How to Write (the First Nine Thousand Words of) Your Novel *in Fifteen Months* “While Galavanting Around Paris”

So I’m writing a novel, and I passed the Nine-Thousand-Word mark today.  That makes me one-tenth finished.  During the fifteen months I’ve lived in Paris, this breaks down to 600 words per month, or 140 words per week, or 20 words per day.  Somewhere under my high school yearbook picture, it says “Most Likely to Underachieve.”  OK, it doesn’t say that.  It says “Most Likely to Break Everything Down by Numbers.”  No wait.  I mean, it says, “Thanks G.”  That’s because The Bestie has been warning me about the overuse of dangling modifiers, emphatic forms, and quotation marks for thirty-five years.  But I digress.

In reality, I’ve written well over fifty thousand words toward the completion of this novel (or closer to 3,500 words per month) while I’ve lived in Paris.  The thing is, up until this past January, I wasn’t writing chapters in sequential order, and my narrator’s voice was weak, and despite my twenty-two-year-old English degree, I didn’t know the first thing about what it really takes to write a 90,000 word novel.  Along the way, this literary “thing” somehow grew a theme, and became a story capable of reaching through time, and developed a voice that keeps me up at night, turning the details of my protagonist’s life over in my mind until I rise.  Then I race to my computer, and check my email, and post something to Instagram, and drink too much Nespresso, and eventually leave my apartment (wearing a scarf, of course) to meander the streets of Paris until I may or may not feel compelled to come back to my computer and jot some shit down.

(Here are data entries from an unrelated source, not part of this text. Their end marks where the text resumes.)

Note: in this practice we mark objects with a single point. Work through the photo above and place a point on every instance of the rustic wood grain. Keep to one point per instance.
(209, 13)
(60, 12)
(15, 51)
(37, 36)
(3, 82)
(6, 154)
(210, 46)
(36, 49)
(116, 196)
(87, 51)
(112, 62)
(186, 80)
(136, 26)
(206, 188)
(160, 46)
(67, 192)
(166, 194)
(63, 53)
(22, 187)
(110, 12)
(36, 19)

I’m not the world’s fastest writer, but dammit, I know how to find the Mona Lisa within three minutes after entering the Louvre.  (Take the elevator, people).

Last week, I tried Coworking.  Let me set this scene for you.  I’m a nervous flyer.  When I walk into a café or restaurant or brothel coworking space for the first time, I stumble over my words, knock over chairs, fidget nervously, spill coffee on myself, scream Putain! obscenities, and mutter apologies for my ignorance.  Last Thursday morning, I packed my laptop and paced my Haussmannian hallway for two hours before embarking on an uneventful Metro voyage to the Canal Saint-Martin neighborhood, where I eventually stumbled upon Café Craft, took a deep breath, and rushed the front door.

Inside, I was greeted by a friendly Australian, who made me a perfectly delicious Cappuccino (I don’t know what he put in there, but I’m thinking nicotine-laced crack).  I sat at the long, central table intended for coworking, smashed between a designer and a technical writer.  On this particular day, Café Craft was full but manageable, and most folks were French, although English was the dominant language.  Several business discussions took place throughout the cafe; lively music played in the background; and the espresso machine consistently cranked out goodness.  Everyone enjoyed jovial, productive moods without paying any mind to moi.  I kept a low profile for an hour, or about five hundred words, then hightailed it out of there.

Today, I worked alone in the isolated hallows of my apartment.  I got as many words written, albeit over a longer period of time.  Both methods work, so I guess it depends on the day and my mood.  In fifteen months, I’ve learned I crank out more words at a faster pace from a coworking space or a library or occasionally (OK, once) a real Parisian café.  But the reclusive work I complete at home is better.

Solitude is underrated.

That is, the work I complete at home is better when my apartment isn’t being invaded by four Italian exchange students who demand snails on their dinner plates, race me up the stairs of the Eiffel Tower so they can “touch the twinkle” at 10 PM , threaten me at Nerf-gun-point to hand over all my money, and blow-dry their hair at six o’clock in the morning.  I don’t really miss those buggers.  The good news is, my teenaged stepsons are rolling back into town this week, and that means I’ll be super productive doing laundry, cooking meals, and buying liters and liters and liters of milk.

PS - I wrote my protagonist’s first sex love scene today, and suddenly I know him on a whole new level.  It’s a strange thing, this writing a novel.  It’s milestones like this one that only authors “get.”